Chou Kuo-Chen, Cai Yu-Dong
Gordon Life Science Institute San Diego, CA 92130, USA.
Bioinformatics. 2005 Apr 1;21(7):944-50. doi: 10.1093/bioinformatics/bti104. Epub 2004 Oct 28.
Most of the existing methods in predicting protein subcellular location were used to deal with the cases limited within the scope from two to five localizations, and only a few of them can be effectively extended to cover the cases of 12-14 localizations. This is because the more the locations involved are, the poorer the success rate would be. Besides, some proteins may occur in several different subcellular locations, i.e. bear the feature of 'multiplex locations'. So far there is no method that can be used to effectively treat the difficult multiplex location problem. The present study was initiated in an attempt to address (1) how to efficiently identify the localization of a query protein among many possible subcellular locations, and (2) how to deal with the case of multiplex locations.
By hybridizing gene ontology, functional domain and pseudo amino acid composition approaches, a new method has been developed that can be used to predict subcellular localization of proteins with multiplex location feature. A global analysis of the proteins in budding yeast classified into 22 locations was performed by jack-knife cross-validation with the new method. The overall success identification rate thus obtained is 70%. In contrast to this, the corresponding rates obtained by some other existing methods were only 13-14%, indicating that the new method is very powerful and promising. Furthermore, predictions were made for the four proteins whose localizations could not be determined by experiments, as well as for the 236 proteins whose localizations in budding yeast were ambiguous according to experimental observations. However, according to our predicted results, many of these 'ambiguous proteins' were found to have the same score and ranking for several different subcellular locations, implying that they may simultaneously exist, or move around, in these locations. This finding is intriguing because it reflects the dynamic feature of these proteins in a cell that may be associated with some special biological functions.

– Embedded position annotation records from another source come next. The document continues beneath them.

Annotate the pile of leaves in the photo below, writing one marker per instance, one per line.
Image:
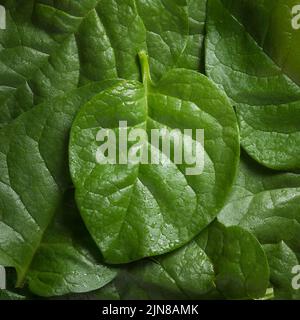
(74, 228)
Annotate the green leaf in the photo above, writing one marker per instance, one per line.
(266, 203)
(8, 295)
(138, 210)
(239, 261)
(193, 54)
(221, 262)
(267, 101)
(282, 260)
(67, 259)
(34, 178)
(48, 47)
(269, 23)
(186, 273)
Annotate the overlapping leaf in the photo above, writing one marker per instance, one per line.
(267, 101)
(138, 210)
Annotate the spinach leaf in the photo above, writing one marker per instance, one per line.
(239, 261)
(266, 203)
(48, 48)
(67, 259)
(193, 55)
(8, 295)
(282, 260)
(138, 210)
(33, 181)
(269, 23)
(221, 262)
(267, 101)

大多数现有的预测蛋白质亚细胞定位的方法用于处理局限于两到五个定位范围内的情况,其中只有少数方法能够有效地扩展到涵盖12 - 14个定位的情况。这是因为涉及的定位越多,成功率就越低。此外,一些蛋白质可能出现在几个不同的亚细胞定位中,即具有“多重定位”特征。到目前为止,还没有一种方法可以有效地处理困难的多重定位问题。本研究旨在解决:(1)如何在众多可能的亚细胞定位中高效识别查询蛋白质的定位,以及(2)如何处理多重定位的情况。

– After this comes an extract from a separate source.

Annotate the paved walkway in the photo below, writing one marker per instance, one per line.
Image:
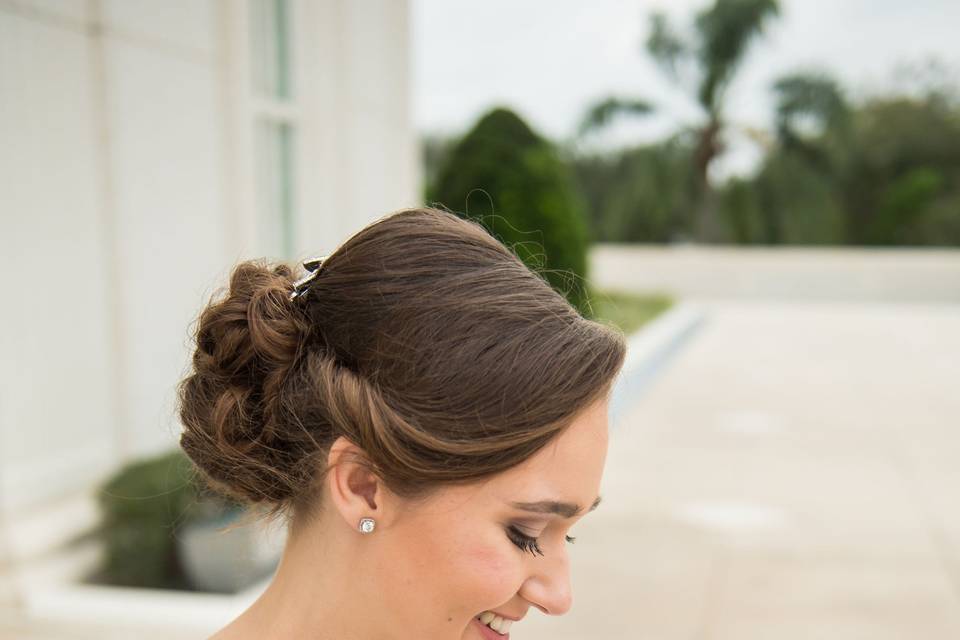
(793, 474)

通过将基因本体、功能域和伪氨基酸组成方法相结合,开发了一种新方法,可用于预测具有多重定位特征的蛋白质的亚细胞定位。使用该新方法通过留一法交叉验证对芽殖酵母中分类为22个定位的蛋白质进行了全局分析。由此获得的总体成功识别率为70%。相比之下,其他一些现有方法获得的相应比率仅为13 - 14%,表明新方法非常强大且有前景。此外,对实验无法确定其定位的四种蛋白质以及根据实验观察在芽殖酵母中定位不明确的236种蛋白质进行了预测。然而,根据我们的预测结果,发现许多这些“定位不明确的蛋白质”在几个不同的亚细胞定位中具有相同的得分和排名,这意味着它们可能同时存在于这些定位中,或者在这些定位之间移动。这一发现很有趣,因为它反映了这些蛋白质在细胞中的动态特征,这可能与某些特殊的生物学功能相关。